Genotype DataFrames cross the native extension boundary through Arrow C Stream
capsules, avoiding per-cell Python objects. CLI TSV output uses bounded,
ordered parallel formatting for large tables and a direct buffered writer for
small tables; stdout itself remains serial to preserve deterministic output.
Wide hard calls are stored internally as one byte per genotype while retaining
the public nullable `Int64` Polars schema. CLI long output is decoded and
formatted in bounded chunks instead of materializing the full long table.

Selected eager wide reads use Rust Polars lazy CSV scans to project only
`IID`/`ID` plus a row index from `.psam`/`.pvar`. Numeric variant selections
limit the metadata prefix and load only the PGEN vblocks containing those
variants. ID selections apply a Polars predicate while scanning the unindexed
text sidecar. When indices and feature names are already known, pass an ordered
mapping such as `variants={"rs123": 42, "rs456": 9001}` to skip `.pvar`
access entirely. The Rust Polars path accepts the standard tab-delimited PLINK
2 sidecar representation; `.bim`/`.fam` retain variable-whitespace parsing.

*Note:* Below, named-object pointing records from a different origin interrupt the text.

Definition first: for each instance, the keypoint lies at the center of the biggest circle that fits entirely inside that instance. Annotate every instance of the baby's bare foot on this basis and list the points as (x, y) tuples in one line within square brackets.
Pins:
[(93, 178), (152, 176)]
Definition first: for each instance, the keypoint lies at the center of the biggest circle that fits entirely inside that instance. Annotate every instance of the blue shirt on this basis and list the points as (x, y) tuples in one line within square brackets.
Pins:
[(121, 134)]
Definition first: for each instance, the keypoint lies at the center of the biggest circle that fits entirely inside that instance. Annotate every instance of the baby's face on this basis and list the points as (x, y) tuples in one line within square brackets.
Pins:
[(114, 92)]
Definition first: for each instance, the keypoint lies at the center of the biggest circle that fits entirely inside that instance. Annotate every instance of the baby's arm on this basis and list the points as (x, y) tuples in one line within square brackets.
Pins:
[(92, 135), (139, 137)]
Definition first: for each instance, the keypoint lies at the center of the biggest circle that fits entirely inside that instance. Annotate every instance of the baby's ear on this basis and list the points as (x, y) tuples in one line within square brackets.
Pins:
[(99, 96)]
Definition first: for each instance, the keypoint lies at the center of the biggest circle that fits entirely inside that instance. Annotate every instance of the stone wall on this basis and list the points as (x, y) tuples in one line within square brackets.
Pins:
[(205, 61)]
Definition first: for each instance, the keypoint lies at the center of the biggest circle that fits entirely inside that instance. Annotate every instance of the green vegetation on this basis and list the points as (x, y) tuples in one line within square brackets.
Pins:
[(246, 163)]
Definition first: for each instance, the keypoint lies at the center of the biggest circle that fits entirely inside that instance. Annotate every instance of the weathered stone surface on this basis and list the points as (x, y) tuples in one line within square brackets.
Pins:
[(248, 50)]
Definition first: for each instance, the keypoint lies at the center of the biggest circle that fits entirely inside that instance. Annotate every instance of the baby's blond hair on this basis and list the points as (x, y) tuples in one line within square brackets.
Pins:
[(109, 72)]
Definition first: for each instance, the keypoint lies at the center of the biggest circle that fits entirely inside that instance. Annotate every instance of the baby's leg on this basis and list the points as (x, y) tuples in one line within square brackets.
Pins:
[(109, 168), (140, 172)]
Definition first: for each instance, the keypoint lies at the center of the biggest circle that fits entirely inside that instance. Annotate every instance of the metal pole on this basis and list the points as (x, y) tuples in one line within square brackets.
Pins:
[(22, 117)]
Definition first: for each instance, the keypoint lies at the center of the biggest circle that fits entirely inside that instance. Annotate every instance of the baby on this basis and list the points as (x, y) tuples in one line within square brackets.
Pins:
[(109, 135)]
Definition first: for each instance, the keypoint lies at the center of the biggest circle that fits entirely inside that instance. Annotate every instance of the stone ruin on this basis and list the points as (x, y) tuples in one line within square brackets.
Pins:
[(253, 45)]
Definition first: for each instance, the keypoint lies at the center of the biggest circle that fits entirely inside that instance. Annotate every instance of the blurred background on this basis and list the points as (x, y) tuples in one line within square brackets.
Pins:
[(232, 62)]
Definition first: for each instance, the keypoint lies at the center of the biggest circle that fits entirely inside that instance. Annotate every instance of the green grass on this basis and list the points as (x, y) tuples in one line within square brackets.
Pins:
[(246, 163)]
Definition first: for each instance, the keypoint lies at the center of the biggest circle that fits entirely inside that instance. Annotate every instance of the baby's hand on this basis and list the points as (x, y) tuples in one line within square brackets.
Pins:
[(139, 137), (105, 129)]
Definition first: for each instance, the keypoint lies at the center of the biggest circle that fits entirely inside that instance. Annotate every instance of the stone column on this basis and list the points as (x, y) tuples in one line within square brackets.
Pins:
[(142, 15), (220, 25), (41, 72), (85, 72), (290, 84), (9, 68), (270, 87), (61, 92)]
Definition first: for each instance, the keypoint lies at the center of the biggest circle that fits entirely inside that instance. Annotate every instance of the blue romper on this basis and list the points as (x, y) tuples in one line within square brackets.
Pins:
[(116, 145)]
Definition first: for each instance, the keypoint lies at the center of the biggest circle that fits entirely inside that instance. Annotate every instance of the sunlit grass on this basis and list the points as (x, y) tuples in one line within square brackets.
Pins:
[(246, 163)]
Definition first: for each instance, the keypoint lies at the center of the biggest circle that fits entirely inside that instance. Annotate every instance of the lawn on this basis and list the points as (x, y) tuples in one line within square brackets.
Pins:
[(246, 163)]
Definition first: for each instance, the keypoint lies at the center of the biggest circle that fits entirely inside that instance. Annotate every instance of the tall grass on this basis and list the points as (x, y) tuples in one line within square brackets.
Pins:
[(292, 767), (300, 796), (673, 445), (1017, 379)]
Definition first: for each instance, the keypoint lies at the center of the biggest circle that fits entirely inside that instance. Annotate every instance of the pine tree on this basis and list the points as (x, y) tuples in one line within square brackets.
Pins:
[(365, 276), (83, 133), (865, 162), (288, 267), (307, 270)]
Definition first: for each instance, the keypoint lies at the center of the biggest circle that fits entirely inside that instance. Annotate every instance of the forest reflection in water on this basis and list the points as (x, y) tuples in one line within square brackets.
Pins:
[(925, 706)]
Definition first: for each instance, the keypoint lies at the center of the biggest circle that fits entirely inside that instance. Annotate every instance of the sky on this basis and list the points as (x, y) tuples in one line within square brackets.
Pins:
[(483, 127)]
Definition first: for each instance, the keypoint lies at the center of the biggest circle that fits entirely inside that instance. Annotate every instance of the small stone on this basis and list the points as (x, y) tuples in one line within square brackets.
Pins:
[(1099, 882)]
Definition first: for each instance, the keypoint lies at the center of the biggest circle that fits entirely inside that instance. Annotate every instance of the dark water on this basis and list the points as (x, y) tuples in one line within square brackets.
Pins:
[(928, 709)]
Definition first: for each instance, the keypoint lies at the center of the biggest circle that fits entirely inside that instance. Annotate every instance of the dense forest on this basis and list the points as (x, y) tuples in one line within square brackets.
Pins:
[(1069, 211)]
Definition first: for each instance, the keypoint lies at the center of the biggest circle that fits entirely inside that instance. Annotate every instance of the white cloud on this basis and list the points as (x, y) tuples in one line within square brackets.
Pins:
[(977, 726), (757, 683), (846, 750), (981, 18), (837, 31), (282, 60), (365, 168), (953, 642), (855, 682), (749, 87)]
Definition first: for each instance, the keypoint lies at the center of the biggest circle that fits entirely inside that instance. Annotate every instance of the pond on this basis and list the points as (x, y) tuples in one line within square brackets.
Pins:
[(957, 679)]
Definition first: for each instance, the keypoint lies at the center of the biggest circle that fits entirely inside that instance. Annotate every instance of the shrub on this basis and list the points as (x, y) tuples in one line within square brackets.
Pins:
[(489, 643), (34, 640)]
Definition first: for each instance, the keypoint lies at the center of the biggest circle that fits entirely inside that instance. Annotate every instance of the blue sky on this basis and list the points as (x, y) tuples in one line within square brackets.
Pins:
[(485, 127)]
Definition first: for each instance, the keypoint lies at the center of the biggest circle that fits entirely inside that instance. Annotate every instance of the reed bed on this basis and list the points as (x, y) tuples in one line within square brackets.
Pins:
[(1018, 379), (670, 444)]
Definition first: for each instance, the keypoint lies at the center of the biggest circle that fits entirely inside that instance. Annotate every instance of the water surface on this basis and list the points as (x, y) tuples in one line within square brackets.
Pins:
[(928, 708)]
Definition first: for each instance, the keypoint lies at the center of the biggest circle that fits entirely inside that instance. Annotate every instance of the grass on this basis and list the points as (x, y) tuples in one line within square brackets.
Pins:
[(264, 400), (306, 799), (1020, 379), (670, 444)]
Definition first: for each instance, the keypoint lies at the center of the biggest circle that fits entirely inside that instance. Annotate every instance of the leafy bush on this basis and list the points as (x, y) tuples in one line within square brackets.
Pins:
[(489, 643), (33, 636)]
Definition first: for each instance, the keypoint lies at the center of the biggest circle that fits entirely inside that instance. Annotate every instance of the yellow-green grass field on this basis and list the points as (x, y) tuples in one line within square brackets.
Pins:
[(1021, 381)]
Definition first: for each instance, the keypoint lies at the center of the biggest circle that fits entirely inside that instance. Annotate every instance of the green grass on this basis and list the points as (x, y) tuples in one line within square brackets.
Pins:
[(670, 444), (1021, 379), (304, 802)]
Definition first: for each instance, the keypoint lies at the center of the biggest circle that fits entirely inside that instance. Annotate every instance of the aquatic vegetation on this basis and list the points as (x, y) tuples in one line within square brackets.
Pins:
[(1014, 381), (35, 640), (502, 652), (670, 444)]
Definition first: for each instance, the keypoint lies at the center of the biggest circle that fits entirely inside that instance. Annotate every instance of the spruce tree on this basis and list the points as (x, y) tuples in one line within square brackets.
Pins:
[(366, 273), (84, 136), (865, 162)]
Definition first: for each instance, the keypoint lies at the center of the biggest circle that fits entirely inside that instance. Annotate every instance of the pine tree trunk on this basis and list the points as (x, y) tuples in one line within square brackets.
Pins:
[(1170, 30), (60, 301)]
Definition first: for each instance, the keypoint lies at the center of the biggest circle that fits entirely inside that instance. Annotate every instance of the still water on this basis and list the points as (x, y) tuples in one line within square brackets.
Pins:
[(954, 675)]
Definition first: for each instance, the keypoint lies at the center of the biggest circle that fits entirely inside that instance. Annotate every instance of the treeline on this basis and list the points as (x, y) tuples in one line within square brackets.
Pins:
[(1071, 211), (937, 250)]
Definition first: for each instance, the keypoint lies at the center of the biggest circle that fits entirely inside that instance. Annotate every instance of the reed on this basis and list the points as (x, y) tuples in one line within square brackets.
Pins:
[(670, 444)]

Notes: only `POS` (int) and `CM`/`QUAL` (float) are typed; other columns are
strings. `.bim` alleles are exposed as `ALLELE1`/`ALLELE2` (no REF/ALT claim);
the genotype reader imputes `ref = ALLELE2`, `alt = ALLELE1` for `.bim` and uses
explicit `REF`/`ALT` for `.pvar`.

For dosage-bearing PGEN records, the `dosage` column contains the explicit
fractional ALT dosage. When a sample has no explicit dosage, it is inferred
from its hard call. The `genotype` column continues to report the saved hard
call, so it may be `./.` while `dosage` is non-null. In that case `is_missing`
is `false`, since usable dosage data is present. Hardcall- and dosage-phase
tracks are validated and discarded by the current unphased output schema.
Multiallelic dosage records are not yet supported.